Si l’apprentissage est un système reconnu qui a fait ses preuves en France, il a été mis en place récemment au Vietnam. SOS ESF en est l’un des précurseurs. Après 3 ans de fonctionnement, le bilan de cette formation professionnelle suivi par 30 jeunes est un véritable succès. Les abandons en cours de formation sont très rares; dues essentiellement aux difficultés rencontrées par ces enfants dans leur vie quotidienne .

Les formations professionnelles font l’objet de conventions signées entre le maître de stage, l’élève et le Bureau Social et Populaire du Travail (BSTI) de Hué.
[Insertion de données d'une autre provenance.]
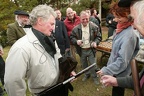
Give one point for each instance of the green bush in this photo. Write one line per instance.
(3, 38)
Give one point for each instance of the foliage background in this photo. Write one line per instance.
(7, 8)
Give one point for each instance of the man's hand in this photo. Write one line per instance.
(108, 80)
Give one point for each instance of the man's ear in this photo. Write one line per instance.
(129, 18)
(40, 21)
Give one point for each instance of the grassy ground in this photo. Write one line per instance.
(87, 88)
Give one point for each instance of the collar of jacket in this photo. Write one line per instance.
(46, 42)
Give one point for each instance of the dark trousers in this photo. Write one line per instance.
(118, 91)
(61, 91)
(2, 71)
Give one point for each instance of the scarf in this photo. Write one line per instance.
(122, 26)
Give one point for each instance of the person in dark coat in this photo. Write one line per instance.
(111, 24)
(60, 34)
(18, 29)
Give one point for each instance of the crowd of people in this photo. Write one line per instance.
(40, 38)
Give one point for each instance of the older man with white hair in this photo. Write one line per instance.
(34, 57)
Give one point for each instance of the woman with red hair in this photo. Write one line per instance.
(124, 48)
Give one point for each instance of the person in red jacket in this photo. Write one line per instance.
(70, 22)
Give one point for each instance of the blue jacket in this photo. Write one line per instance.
(125, 47)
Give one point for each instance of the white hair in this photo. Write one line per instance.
(42, 11)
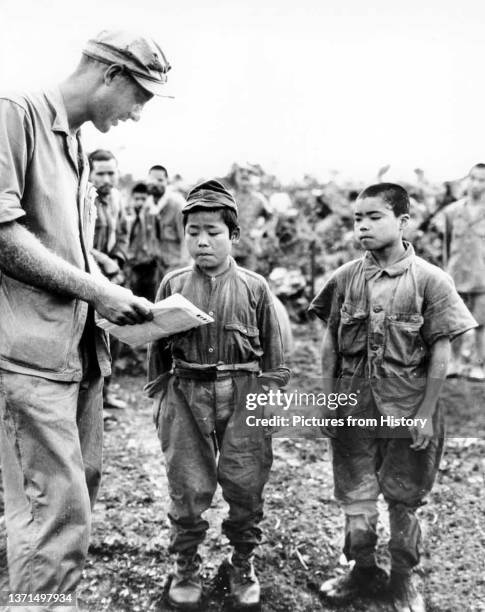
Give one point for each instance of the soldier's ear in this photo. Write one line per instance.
(111, 72)
(236, 234)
Le projet est soutenu par les autorités de Hué et les partenaires locaux sont fortement mobilisés dans l'organisation, la gestion, et le suivi du programme en partenariat avec SOSESF. Mais, malgré ces aides, les fonds manquent pour financer ces formations .Les artisans ont fait part de leur volonté de poursuivre ce projet, de continuer à aider ces enfants, de leur trouver un emploi à l’issu de leur formation, voire, pour la plupart de les intégrer dans leur entreprise. Les familles défavorisées sont en demande de prise en charge pour leurs enfants de cette formation dont le coût annuel s’élève environ à 1 000 €.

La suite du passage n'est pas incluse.